Pressure mounts on Lipstadt nomination after report claims Lipstadt tweet and Wisconsin senator are linked to delays | Wisconsin Jewish Chronicle

Pressure mounts on Lipstadt nomination after report claims Lipstadt tweet and Wisconsin senator are linked to delays 


Deborah Lipstadt’s nomination to a key federal antisemitism post has been delayed for about six months so far, and some in the media are clamoring for confirmation.  

President Joe Biden nominated Lipstadt last July, but she has yet to be confirmed by the Senate. 

According to a New York Times report, Lipstadt may be asked to apologize to U.S. Sen. Ron Johnson, a Wisconsin Republican, before Republican members of Congress will agree to confirm the noted historian of the Holocaust. The apology would be for a tweet in which Lipstadt accused him of white supremacy, according to the report. 

Since the New York Times report Jan. 8, the opinion arms of several news organizations have called for Lipstadt’s swift confirmation. The recent hostage crisis at Congregation Beth Israel in Texas has added to the pressure. 

“Filling one position won’t eliminate a millennia-old problem,” wrote the Bloomberg opinion editorial board, citing rising antisemitism and the Texas crisis. “Leaving the post empty for partisan reasons, however, would be indefensible.” 

A headline from an opinion piece on the matter, from the Forward, reads, “Anti-Semitism Is Not A Game.” 

Johnson’s office did not respond to Chronicle requests for comment. 

How it unfolded 

On March 14, 2021, Lipstadt tweeted an article about a statement by Johnson in which he said he would have been more concerned by the events of Jan. 6, 2021 had the rioters been “Black Lives Matter and antifa protesters” instead of Trump supporters. Lipstadt tweeted the article, saying “This is white supremacy/nationalism. Pure and simple.” 

Other Republican lawmakers have faulted her for appearing in an ad during the 2020 presidential race likening former President Donald Trump’s rhetoric to those of the Nazis in the 1930s, before the Holocaust. 

Lipstadt, 74, has long been a go-to expert for the media and for legislators on issues related to the Holocaust and antisemitism. She twice endorsed Barack Obama for president but has been called on for her expertise by leaders across the political spectrum. In November, three Jewish organizations called on the Senate to confirm Lipstadt for the appointment “without further delay.” 

Lipstadt would fill the role previously held by Hannah Rosenthal, who subsequently led Milwaukee Jewish Federation. Lipstadt would be the first antisemitism envoy to be confirmed by the Senate, after the post was transformed in 2020 from “envoy” to “ambassador,” which requires Senate approval. 

In December 2020, Rosenthal called the title change an “unfortunate” development. 
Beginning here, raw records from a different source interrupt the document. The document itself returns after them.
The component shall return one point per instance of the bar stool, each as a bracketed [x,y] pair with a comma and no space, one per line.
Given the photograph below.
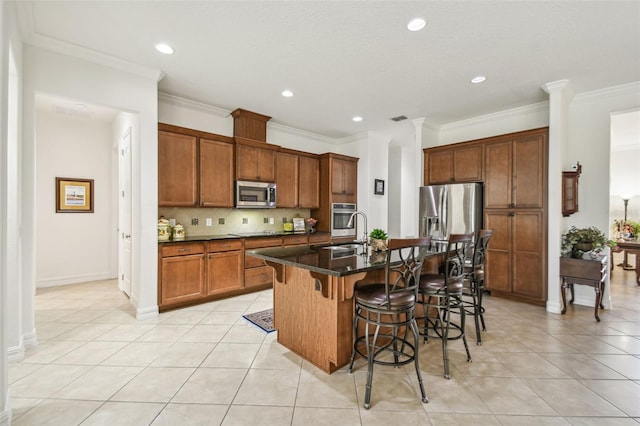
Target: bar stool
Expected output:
[474,282]
[441,295]
[389,308]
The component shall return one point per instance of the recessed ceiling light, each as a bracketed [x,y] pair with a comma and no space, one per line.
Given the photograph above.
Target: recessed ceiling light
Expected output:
[416,24]
[164,48]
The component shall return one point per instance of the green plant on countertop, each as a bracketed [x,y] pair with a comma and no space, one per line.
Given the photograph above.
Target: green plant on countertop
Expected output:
[378,234]
[578,241]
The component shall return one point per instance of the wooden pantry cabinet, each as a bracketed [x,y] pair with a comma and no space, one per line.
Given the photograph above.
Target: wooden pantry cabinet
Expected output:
[297,179]
[451,165]
[194,168]
[255,161]
[513,169]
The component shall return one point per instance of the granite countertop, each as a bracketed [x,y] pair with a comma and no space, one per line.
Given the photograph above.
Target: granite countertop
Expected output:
[196,238]
[325,260]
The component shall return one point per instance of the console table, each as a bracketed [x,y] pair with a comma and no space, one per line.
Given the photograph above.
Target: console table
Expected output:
[584,272]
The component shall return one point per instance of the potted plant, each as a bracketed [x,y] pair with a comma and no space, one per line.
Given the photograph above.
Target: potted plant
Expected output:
[378,239]
[578,241]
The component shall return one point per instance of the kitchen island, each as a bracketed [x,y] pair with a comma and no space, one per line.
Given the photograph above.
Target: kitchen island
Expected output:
[313,298]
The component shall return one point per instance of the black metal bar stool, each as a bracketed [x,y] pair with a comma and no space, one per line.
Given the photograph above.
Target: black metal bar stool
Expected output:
[389,308]
[441,295]
[474,282]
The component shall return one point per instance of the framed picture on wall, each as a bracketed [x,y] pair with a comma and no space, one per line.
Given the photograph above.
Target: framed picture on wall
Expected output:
[378,187]
[74,195]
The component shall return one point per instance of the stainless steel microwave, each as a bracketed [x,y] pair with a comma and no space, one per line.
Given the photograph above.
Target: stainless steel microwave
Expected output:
[255,195]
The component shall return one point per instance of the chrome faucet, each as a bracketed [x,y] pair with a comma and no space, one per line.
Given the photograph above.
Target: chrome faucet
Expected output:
[364,240]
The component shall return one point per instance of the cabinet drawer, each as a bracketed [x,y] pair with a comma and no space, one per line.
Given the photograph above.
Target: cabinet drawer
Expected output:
[250,243]
[225,245]
[258,276]
[295,240]
[252,262]
[319,238]
[169,250]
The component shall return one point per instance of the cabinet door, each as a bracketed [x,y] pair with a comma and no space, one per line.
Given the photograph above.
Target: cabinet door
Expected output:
[529,171]
[498,260]
[309,183]
[497,181]
[440,166]
[344,178]
[287,179]
[253,163]
[182,278]
[528,267]
[216,174]
[467,164]
[225,271]
[177,170]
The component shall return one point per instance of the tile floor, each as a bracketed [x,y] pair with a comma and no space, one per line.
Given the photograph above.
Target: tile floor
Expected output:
[205,365]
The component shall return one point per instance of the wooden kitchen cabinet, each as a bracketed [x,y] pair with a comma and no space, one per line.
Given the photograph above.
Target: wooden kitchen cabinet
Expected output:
[309,182]
[452,165]
[516,255]
[177,169]
[216,173]
[225,266]
[255,161]
[182,273]
[287,180]
[516,170]
[344,178]
[297,179]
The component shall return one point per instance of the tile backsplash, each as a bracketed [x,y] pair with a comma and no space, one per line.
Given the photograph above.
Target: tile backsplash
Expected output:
[196,220]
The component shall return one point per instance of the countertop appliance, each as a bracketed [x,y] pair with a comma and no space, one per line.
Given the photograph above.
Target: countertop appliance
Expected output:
[450,209]
[340,215]
[255,195]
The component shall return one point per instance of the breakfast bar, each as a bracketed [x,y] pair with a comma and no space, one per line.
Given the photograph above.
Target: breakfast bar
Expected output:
[313,297]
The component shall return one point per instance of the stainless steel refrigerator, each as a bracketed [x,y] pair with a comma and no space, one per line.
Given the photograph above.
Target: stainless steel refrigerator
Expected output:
[450,209]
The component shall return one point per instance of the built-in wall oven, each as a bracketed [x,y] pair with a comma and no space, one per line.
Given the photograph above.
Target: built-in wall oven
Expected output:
[340,215]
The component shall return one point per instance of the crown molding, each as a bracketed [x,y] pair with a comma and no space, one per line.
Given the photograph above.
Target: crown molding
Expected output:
[608,92]
[190,103]
[24,11]
[540,107]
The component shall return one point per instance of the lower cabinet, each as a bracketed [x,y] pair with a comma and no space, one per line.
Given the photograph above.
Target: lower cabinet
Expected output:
[225,266]
[182,272]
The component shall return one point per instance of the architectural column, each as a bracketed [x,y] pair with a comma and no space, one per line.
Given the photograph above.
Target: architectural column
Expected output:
[560,95]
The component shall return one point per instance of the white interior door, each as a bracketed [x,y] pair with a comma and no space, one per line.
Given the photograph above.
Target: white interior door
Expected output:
[124,221]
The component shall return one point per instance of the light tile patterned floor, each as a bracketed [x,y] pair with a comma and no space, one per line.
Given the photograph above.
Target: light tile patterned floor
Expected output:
[205,365]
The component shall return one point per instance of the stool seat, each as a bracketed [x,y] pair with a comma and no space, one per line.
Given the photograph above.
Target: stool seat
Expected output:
[375,296]
[436,282]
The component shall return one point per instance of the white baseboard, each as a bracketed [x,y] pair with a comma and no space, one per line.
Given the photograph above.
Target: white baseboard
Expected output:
[147,313]
[15,353]
[5,416]
[73,279]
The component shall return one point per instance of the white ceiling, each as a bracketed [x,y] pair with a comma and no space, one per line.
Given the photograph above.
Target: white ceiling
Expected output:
[346,58]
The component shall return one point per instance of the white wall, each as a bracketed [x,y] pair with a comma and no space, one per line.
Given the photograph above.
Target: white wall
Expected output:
[73,247]
[47,71]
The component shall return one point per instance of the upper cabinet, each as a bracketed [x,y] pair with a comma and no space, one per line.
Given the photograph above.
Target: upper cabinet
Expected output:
[515,171]
[309,181]
[255,160]
[194,168]
[453,164]
[177,169]
[216,173]
[344,178]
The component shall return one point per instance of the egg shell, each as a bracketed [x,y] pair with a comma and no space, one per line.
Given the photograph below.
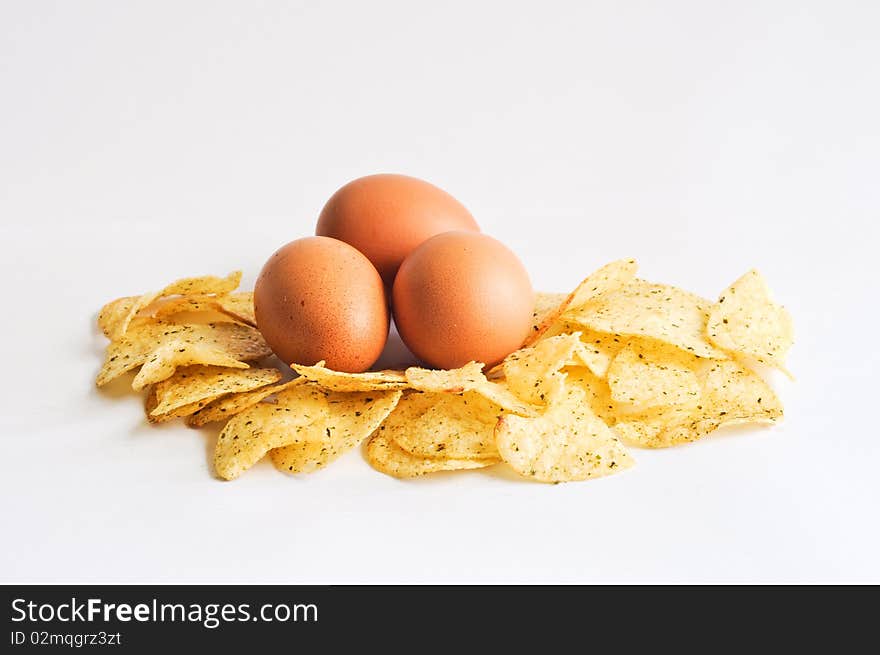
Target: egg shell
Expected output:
[387,216]
[319,298]
[461,297]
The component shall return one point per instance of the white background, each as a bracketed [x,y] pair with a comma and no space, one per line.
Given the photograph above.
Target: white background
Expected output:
[144,141]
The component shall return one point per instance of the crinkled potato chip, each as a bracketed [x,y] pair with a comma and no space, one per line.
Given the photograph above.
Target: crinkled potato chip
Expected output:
[227,406]
[201,384]
[747,321]
[182,411]
[459,426]
[569,442]
[598,349]
[500,394]
[606,279]
[387,457]
[207,284]
[545,305]
[161,347]
[641,379]
[114,313]
[470,376]
[319,424]
[340,381]
[656,311]
[237,306]
[316,448]
[596,390]
[533,373]
[730,394]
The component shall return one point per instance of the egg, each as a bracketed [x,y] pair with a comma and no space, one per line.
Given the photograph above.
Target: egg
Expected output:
[319,298]
[387,216]
[462,296]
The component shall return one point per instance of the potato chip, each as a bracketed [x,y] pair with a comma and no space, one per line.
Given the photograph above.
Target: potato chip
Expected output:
[459,426]
[161,347]
[386,456]
[667,314]
[545,305]
[606,279]
[114,313]
[341,381]
[641,379]
[533,373]
[152,402]
[207,284]
[730,394]
[598,349]
[500,394]
[745,320]
[596,390]
[239,306]
[198,385]
[645,429]
[227,406]
[316,448]
[569,442]
[465,378]
[321,424]
[468,378]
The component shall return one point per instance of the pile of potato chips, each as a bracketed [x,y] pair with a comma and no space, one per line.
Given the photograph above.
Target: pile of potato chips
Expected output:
[618,362]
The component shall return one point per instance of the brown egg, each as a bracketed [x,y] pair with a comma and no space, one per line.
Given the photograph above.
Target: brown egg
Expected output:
[319,298]
[387,216]
[462,296]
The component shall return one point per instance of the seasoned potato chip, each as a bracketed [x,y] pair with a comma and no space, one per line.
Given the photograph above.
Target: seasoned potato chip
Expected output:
[239,306]
[161,347]
[500,394]
[340,381]
[745,320]
[198,385]
[114,313]
[641,379]
[645,429]
[533,373]
[596,390]
[229,405]
[152,402]
[459,426]
[730,394]
[569,442]
[545,305]
[386,456]
[606,279]
[320,424]
[598,349]
[207,284]
[470,376]
[667,314]
[316,448]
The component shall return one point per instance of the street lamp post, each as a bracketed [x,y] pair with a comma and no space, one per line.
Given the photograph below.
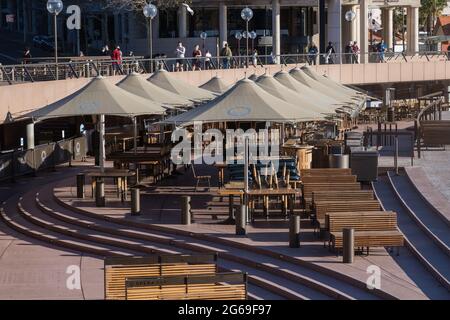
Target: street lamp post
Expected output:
[150,11]
[247,15]
[203,36]
[238,37]
[253,36]
[54,7]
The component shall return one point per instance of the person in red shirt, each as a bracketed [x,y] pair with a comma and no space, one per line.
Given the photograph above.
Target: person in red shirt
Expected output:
[116,57]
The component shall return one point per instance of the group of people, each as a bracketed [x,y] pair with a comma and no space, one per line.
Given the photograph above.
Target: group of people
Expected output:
[199,60]
[351,52]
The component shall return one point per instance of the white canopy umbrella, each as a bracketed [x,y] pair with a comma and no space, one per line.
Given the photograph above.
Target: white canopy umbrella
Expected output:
[288,81]
[136,84]
[163,79]
[329,82]
[302,77]
[99,97]
[216,85]
[275,88]
[245,101]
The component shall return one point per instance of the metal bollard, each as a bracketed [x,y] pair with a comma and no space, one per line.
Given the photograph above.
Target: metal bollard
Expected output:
[186,210]
[135,202]
[80,185]
[349,245]
[294,231]
[241,220]
[100,193]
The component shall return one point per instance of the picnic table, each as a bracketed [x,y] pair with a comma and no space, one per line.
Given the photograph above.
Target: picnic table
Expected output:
[120,176]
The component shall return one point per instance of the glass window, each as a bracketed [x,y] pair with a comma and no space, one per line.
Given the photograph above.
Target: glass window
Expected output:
[168,23]
[204,19]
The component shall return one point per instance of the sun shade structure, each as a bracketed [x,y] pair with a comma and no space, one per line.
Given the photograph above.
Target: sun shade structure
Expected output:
[329,82]
[136,84]
[216,85]
[302,77]
[318,97]
[167,81]
[98,97]
[102,98]
[275,88]
[245,101]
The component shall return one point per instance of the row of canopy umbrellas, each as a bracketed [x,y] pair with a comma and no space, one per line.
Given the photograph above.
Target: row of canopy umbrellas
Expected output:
[296,96]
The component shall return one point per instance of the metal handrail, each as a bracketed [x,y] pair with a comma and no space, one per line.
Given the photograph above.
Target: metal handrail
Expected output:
[45,71]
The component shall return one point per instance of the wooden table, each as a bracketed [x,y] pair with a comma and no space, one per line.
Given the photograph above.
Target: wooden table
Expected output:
[120,175]
[288,198]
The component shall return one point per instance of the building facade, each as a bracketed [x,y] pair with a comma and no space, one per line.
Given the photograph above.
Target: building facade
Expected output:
[282,26]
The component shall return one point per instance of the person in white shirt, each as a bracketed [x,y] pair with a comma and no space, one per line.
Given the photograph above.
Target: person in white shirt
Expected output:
[208,57]
[180,52]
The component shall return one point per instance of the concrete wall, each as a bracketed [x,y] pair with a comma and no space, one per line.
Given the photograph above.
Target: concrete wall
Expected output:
[22,98]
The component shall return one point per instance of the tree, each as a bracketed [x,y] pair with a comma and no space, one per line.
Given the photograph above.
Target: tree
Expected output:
[139,4]
[429,11]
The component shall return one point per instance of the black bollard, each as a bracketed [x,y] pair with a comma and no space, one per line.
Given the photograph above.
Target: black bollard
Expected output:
[100,193]
[241,220]
[135,202]
[294,231]
[349,245]
[80,185]
[185,210]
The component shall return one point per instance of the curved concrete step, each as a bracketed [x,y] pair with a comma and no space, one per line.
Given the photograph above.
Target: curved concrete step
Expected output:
[15,221]
[428,253]
[244,265]
[421,212]
[294,272]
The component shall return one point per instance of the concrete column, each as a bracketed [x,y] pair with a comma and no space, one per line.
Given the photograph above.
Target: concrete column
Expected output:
[334,24]
[276,30]
[412,29]
[223,24]
[364,33]
[30,135]
[182,22]
[387,21]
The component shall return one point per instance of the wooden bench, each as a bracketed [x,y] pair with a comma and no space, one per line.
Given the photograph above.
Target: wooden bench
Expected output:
[372,229]
[320,208]
[220,286]
[433,133]
[325,179]
[325,172]
[309,188]
[353,195]
[117,270]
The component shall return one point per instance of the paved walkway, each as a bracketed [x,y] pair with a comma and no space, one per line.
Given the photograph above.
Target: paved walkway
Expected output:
[30,269]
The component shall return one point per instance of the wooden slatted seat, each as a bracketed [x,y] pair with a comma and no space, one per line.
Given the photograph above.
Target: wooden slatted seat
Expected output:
[329,178]
[117,270]
[309,188]
[353,195]
[221,286]
[372,229]
[325,172]
[320,208]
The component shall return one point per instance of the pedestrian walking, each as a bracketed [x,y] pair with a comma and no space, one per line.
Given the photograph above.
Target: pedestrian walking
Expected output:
[26,55]
[355,52]
[197,55]
[226,54]
[312,54]
[116,58]
[381,48]
[208,57]
[255,58]
[180,52]
[330,51]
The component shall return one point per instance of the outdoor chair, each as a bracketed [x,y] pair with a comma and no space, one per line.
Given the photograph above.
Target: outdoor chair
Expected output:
[200,178]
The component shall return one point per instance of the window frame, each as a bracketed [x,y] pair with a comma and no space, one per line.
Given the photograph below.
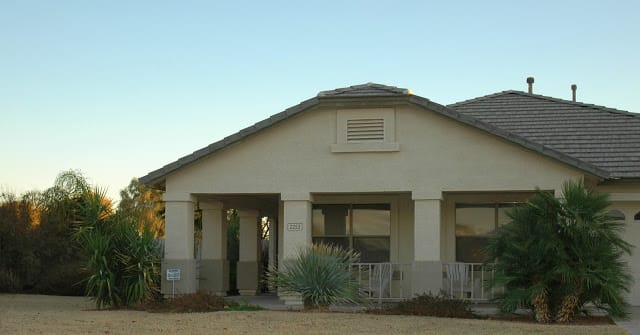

“It delays the start of the new person, because he or she will have to be approved by the Senate’s schedule, and we know how long that can take,” Rosenthal said at the time. “It does not change the work in any way. The special envoy is at the ambassador level but with a different title.” 

Reached for comment Jan. 25, 2022, Rosenthal said, “This is exactly why I didn’t support moving this position to Senate approval.” 

“It becomes a political football,” she continued. “Not only do I know all about that job as special envoy because I had it in President Obama’s first term, but I also know Deborah well and she is the perfect choice for this job. Antisemitism is growing all over the world, and the U.S. doesn’t have an expert to monitor and combat it.”